People should have emotional responses to real things. And I've often wondered
why we don't treat depression with more realness. Trying to treat it with
"positivism" is just more of the same thing that aggravates the depression:
disconnection from real things. Positive attitudes are invariably supposed to
be evoked for, once again, ideas.

Sunlight and exercise are two things that were mentioned as real things that
can help re-connect people to physical reality (instead of ideas). Another
important one is fundamental to human emotional and social health: affection.
Simple physical touch from someone you trust and who will suspend judgement.
Hugs. Hand holding. Sitting on the couch together. No expectations. No
demands. Just freedom to be.

It seemed from the article/comics that some (maybe a lot) of the person's
unhappiness was coming from the discomfort and pain of not living up to
expectations imposed on them by others about their attitudes. Just being
detached is not itself that horrible (and maybe it's less weird than being
emotionally attached to imaginary things). But being made to feel/believe that
you are a bad person, a defective person, a source of pain to others, that
leads to a real kind of pain. Other peoples' facial expressions and tone of
voice affects us on a much deeper level than conceptual imagination.

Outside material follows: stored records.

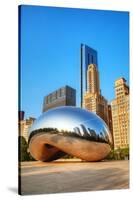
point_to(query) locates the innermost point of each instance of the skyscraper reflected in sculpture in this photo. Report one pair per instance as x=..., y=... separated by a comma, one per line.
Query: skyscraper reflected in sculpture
x=69, y=130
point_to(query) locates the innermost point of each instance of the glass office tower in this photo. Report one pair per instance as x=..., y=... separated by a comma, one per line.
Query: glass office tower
x=88, y=56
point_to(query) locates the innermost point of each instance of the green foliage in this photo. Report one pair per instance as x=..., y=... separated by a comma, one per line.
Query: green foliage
x=23, y=150
x=118, y=154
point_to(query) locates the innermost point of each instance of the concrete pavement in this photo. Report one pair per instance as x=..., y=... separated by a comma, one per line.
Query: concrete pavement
x=73, y=176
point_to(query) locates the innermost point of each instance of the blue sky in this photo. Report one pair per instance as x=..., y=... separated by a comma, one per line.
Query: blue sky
x=50, y=50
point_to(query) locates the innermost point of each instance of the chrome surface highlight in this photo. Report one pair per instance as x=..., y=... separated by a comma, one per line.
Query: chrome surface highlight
x=69, y=130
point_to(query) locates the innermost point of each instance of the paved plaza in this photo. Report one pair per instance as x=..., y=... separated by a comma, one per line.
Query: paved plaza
x=73, y=175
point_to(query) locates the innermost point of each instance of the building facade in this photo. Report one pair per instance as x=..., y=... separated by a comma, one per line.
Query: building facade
x=120, y=114
x=24, y=126
x=88, y=56
x=65, y=96
x=93, y=100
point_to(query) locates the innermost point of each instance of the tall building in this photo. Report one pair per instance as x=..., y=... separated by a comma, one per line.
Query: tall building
x=88, y=56
x=21, y=115
x=93, y=100
x=24, y=126
x=110, y=123
x=120, y=114
x=65, y=96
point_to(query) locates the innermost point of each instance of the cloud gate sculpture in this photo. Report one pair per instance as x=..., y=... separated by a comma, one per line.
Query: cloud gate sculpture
x=69, y=130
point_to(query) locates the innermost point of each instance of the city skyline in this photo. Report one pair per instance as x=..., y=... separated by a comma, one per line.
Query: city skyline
x=41, y=60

Like many mammals, some birds and other kinds of animals, humans are deeply
wired to respond to the sounds and images of other humans expressing positive
and negative responses to us. Those are the first place to go to work on
immediate sensory treatment for depression. Because these social signals are
so ancient, we can even get treatment from non-humans. Cats and dogs make
people feel better. It's even been shown in studies that seniors in retirement
homes feel better when they are given time with pets.

I'm not saying this is a guaranteed solution, but it hasn't been mentioned in
this discussion, and it's very important. The way we socialize is inadequate
to our biological needs.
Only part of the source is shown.